Component with anchors render correctly with new base link styles

Current Behavior

Components with anchors render incorrectly in the link pseudo classes with the new base link styles

Steps to Reproduce

  1. Create a terra button component with an href
  2. Visit the link
  3. Go back to original page to see new text color

Environment

  • Component Version: Not completely sure, but I believe its the Terra-Base (version 2.11.0)
  • Browser Name and Version: Chrome Version 63.0.3239.132 & Firefox 58.0.1 (64-bit)
  • Operating System and version (desktop or mobile): macOS Sierra Version 10.12.6 (desktop)

Issue Analytics

  • State:closed
  • Created 6 years ago
  • Comments:5 (5 by maintainers)

github_iconTop GitHub Comments

1reaction
bjankordcommented, Feb 9, 2018

We’ll plan to move forward with option 2 and revert the changes to terra base and release a bugfix release: terra-base@2.11.1 with the global link styles removed. With option 2, the cost is lower for teams to mitigate the trade-offs compared to the other options identified.

1reaction
bjankordcommented, Feb 9, 2018

The OCS UX team has provided direction that they want hyperlinks to have a consistent look across applications. Below are a few different options to achieve that. More options probably exists that we haven’t thought of.

  1. Set global styles on all anchors. Any place where UX want links to be different, like bread-crumb navigation links, general navigation links, etc, we’d need CSS to customize the look of those links.
  2. Create an anchor component and direct people to use that whenever they need a link which looks like the OCS defined hyperlink.
  3. Create a class that can be added into the DOM which scopes the “global” styles applied to anchors.

Each of these have trade-offs.

With the first option, the global styles target HTML links, links generated from react-router’s link component, links in generated content, (think content from the CCD stuff in portal) meeting UX’s intent of consistent hyperlinks across applications. The trade-off with this approach is by having those global styles, it will also style links which UX doesn’t want to look like the default hyperlink. To mitigate this trade-off, customized CSS would need to be added to get those links( bread-crumb links, general navigation links, etc) to look different than the default hyperlink.
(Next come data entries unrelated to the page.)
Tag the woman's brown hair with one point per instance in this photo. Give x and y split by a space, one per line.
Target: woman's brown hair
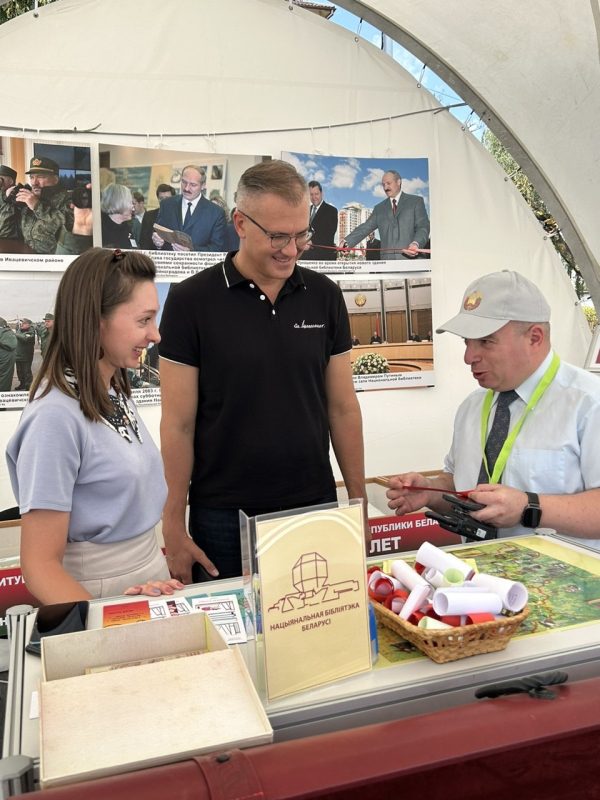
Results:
92 287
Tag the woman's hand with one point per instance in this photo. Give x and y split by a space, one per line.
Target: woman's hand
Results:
155 588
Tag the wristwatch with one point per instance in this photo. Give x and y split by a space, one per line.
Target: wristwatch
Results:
532 513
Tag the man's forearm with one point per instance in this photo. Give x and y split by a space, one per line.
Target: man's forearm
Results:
177 448
347 441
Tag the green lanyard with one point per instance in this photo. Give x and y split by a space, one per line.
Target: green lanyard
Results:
538 392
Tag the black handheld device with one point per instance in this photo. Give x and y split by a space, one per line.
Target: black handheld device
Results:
459 520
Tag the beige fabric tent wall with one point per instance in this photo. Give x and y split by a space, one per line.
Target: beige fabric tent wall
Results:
262 76
532 72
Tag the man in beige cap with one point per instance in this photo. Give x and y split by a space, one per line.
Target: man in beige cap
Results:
542 469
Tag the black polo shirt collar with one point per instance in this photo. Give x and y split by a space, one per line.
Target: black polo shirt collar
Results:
235 278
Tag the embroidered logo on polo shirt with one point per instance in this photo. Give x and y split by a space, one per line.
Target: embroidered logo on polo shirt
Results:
305 324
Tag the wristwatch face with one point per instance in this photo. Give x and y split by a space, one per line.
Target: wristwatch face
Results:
532 514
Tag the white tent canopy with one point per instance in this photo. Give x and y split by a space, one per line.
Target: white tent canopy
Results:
532 73
258 77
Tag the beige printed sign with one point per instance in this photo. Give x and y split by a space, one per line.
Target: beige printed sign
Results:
313 597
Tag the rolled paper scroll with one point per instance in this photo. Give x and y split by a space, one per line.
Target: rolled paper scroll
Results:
453 577
475 619
417 598
430 556
453 601
430 623
405 574
514 595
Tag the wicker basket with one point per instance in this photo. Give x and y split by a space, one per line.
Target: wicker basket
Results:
450 644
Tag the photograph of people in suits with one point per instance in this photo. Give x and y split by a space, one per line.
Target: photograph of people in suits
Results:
373 248
323 220
163 190
190 212
401 219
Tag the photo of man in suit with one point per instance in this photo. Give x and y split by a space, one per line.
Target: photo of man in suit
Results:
401 219
323 220
163 190
373 248
193 214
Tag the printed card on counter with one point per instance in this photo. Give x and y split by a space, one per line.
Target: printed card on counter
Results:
224 612
124 613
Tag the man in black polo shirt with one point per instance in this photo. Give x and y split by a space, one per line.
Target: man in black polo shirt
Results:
255 379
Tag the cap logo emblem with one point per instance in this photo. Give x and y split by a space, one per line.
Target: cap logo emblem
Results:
472 301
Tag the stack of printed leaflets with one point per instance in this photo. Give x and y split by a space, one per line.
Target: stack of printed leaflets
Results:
229 612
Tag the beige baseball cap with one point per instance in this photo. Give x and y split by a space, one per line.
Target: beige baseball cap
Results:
495 299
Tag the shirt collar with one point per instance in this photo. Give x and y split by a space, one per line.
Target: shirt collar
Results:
194 203
527 388
233 277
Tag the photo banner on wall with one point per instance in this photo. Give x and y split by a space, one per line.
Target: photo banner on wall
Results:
367 214
46 214
391 328
26 324
176 206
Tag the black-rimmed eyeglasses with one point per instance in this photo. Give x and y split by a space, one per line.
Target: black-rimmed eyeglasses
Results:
281 240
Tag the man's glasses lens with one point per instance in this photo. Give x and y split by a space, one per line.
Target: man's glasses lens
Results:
279 241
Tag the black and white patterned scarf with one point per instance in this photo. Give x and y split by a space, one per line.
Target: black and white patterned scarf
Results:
122 417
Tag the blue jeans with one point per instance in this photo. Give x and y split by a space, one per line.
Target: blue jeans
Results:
217 532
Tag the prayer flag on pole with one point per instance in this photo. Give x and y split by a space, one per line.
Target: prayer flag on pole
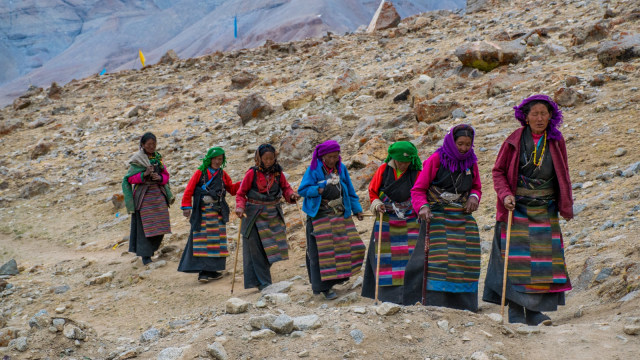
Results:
235 27
141 57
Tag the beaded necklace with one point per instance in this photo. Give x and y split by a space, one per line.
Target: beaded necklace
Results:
535 151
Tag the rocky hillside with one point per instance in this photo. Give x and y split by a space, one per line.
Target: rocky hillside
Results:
56 40
77 293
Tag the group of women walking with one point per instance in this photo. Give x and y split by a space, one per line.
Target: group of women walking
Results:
425 246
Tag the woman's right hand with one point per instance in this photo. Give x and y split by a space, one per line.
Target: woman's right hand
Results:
425 214
510 202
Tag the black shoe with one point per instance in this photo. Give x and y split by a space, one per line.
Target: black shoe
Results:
516 314
535 318
330 294
214 275
202 277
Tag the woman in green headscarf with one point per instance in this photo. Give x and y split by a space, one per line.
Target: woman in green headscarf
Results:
204 204
390 195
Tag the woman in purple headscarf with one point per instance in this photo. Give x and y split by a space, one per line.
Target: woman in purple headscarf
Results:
335 251
531 178
445 194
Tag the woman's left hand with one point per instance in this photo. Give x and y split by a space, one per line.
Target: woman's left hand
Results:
472 205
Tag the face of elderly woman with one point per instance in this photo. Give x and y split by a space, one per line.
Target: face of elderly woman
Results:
149 146
331 159
538 118
216 162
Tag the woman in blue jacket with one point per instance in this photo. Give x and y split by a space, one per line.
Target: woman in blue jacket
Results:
335 251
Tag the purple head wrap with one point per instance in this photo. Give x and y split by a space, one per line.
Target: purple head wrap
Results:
323 149
556 115
450 157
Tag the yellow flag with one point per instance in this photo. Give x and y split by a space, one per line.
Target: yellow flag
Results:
141 57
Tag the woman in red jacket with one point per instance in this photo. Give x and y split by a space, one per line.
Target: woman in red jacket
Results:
207 248
531 178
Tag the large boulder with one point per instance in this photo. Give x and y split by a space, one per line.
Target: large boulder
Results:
243 80
436 109
488 55
252 107
386 17
624 48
With the second option, the trade-off comes from teams not using the anchor react component simply by not knowing it exists and or not knowing that they should be using it. That leads to some links in the app being regular HTML anchors and some being the terra anchor component or all of the links in an app being HTML links. That causes inconsistencies with the look of hyperlinks as some will be styled to match the OCS design for hyperlinks and others will be left without the style. Another trade-off with this approach is we wouldn’t be able to style links in generated HTML content with the component. To mitigate these trade-offs, we’d need to raise awareness of using this component, keep an eye on it in code reviews, and look into maybe a specialized class for generated HTML content.

With the third option, the trade-off is somewhat similar to the first. Any time we had links in the DOM nested under an element using the class to “globally” style links which UX wanted to look differently, we’d need to add customized CSS to override the styles. Though the custom styles would need to match the specificity of .global-link-styles a {...} to apply correctly. The mitigation of this approach is also similar to the first options mitigation approach.

I’m open to looking at the options. And as mentioned above, more options probably exists that we haven’t thought of. If we think the 2nd option of creating a component works better, I’m fine talking through that.